Long COVID has been defined by digital activism around the globe, bringing together patients, researchers, and clinicians afflicted by the chronic condition. Long COVID itself was spun through patient activism and has cultivated a culture of patient idiomatic power in how the illness has been understood in the public sphere. This knowledge production has a form of access intimacy as patients have spun personal devastation with political power in order to fight to be recognized, taken seriously, and given legitimacy within the public, medical, and policy spheres. This talk describes how many Kenyans are engaging with digital networks differently and from different places of geographic, cultural, linguistic, and technological power, possibly cultivating divergent idioms, interpretations, and experiences of the post-viral condition.

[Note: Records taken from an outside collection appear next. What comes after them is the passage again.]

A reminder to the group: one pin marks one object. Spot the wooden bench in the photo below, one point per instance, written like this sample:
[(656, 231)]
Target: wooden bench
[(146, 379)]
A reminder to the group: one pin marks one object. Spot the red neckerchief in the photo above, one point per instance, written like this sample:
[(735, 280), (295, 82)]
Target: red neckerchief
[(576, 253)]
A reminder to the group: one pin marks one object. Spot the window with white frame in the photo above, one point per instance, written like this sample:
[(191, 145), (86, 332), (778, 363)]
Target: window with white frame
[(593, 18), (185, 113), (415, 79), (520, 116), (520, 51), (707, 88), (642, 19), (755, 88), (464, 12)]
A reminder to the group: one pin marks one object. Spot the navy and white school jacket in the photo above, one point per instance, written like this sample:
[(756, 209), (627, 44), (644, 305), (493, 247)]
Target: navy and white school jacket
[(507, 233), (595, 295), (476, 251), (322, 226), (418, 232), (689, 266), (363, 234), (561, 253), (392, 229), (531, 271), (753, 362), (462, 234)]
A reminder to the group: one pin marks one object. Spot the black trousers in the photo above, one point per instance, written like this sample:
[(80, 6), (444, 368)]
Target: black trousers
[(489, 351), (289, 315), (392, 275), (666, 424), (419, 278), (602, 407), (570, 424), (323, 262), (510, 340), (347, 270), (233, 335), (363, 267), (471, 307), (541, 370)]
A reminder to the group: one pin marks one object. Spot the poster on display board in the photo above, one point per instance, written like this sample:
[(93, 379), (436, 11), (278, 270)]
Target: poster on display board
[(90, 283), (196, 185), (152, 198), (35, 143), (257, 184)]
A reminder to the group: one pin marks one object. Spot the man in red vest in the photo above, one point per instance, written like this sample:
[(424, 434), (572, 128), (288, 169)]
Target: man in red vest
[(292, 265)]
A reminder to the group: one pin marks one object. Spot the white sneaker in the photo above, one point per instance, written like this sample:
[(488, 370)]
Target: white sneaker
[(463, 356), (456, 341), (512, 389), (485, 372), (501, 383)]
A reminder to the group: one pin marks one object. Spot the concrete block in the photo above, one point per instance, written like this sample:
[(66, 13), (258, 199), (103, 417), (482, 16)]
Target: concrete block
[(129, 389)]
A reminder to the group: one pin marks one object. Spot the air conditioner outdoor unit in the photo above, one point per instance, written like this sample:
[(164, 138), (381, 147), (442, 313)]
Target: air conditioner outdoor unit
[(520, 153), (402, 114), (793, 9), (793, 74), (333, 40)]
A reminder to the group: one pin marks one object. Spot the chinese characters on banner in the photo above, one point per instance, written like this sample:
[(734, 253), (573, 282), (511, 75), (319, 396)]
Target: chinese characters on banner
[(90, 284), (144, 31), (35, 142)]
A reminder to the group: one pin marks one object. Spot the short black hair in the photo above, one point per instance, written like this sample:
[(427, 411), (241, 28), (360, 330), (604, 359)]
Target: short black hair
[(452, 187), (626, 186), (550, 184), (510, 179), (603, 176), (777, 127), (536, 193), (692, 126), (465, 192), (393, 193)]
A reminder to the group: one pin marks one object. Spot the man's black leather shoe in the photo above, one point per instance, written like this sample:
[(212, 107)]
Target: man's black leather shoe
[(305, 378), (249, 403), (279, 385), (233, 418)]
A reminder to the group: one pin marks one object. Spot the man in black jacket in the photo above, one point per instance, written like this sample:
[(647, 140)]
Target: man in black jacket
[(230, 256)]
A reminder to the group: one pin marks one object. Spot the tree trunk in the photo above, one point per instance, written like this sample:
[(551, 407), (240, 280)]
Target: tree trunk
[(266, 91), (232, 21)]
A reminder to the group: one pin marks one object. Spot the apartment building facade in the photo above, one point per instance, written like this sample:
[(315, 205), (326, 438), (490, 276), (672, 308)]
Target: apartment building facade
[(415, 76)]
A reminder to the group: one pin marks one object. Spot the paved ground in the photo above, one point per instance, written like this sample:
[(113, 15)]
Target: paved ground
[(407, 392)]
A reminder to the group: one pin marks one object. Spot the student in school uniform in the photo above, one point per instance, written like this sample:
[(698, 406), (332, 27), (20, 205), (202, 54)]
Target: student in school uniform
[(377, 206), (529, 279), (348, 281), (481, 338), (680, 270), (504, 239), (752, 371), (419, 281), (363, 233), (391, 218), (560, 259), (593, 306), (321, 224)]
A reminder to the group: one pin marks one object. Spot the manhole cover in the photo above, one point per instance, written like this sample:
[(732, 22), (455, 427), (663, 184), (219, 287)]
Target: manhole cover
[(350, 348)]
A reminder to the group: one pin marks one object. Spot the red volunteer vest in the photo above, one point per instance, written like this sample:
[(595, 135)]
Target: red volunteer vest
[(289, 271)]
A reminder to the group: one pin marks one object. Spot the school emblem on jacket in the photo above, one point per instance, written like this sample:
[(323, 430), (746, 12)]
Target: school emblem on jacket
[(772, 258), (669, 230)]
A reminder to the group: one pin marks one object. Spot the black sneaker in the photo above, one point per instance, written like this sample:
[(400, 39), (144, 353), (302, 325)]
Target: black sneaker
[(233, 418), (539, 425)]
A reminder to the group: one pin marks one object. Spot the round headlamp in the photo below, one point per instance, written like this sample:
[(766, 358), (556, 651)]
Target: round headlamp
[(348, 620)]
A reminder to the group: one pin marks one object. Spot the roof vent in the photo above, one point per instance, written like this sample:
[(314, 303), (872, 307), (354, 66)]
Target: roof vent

This event is co-sponsored by the Center for Global Health Science and Security, the School of Health’s Department of Health Management and Policy and the Department of Global Health, the Center for Global Health Practice and Impact, and the Global Health Institute.

Featured

Emily Mendenhall is a medical anthropologist, Guggenheim Fellow, and professor in the Edmund A. Walsh School of Foreign Service at Georgetown University. Mendenhall has published widely at the boundaries of anthropology, psychology, medicine, and public health. This work focuses on social and biological links between social trauma and diabetes, the theory and experience of syndemics, how and why people use idioms of distress, mental health and well-being, complex chronic illness, and the politics of pandemics. Her monographs include Syndemic Suffering: Social Distress, Depression, and Diabetes among Mexican Immigrant Women (2012), Rethinking Diabetes: Entanglements with Trauma, Poverty, and HIV (2019), and Unmasked: COVID, Community, and the Case of Okoboji (2022). Currently she is writing: Invisible Illness: A History, from Hysteria to Long Covid.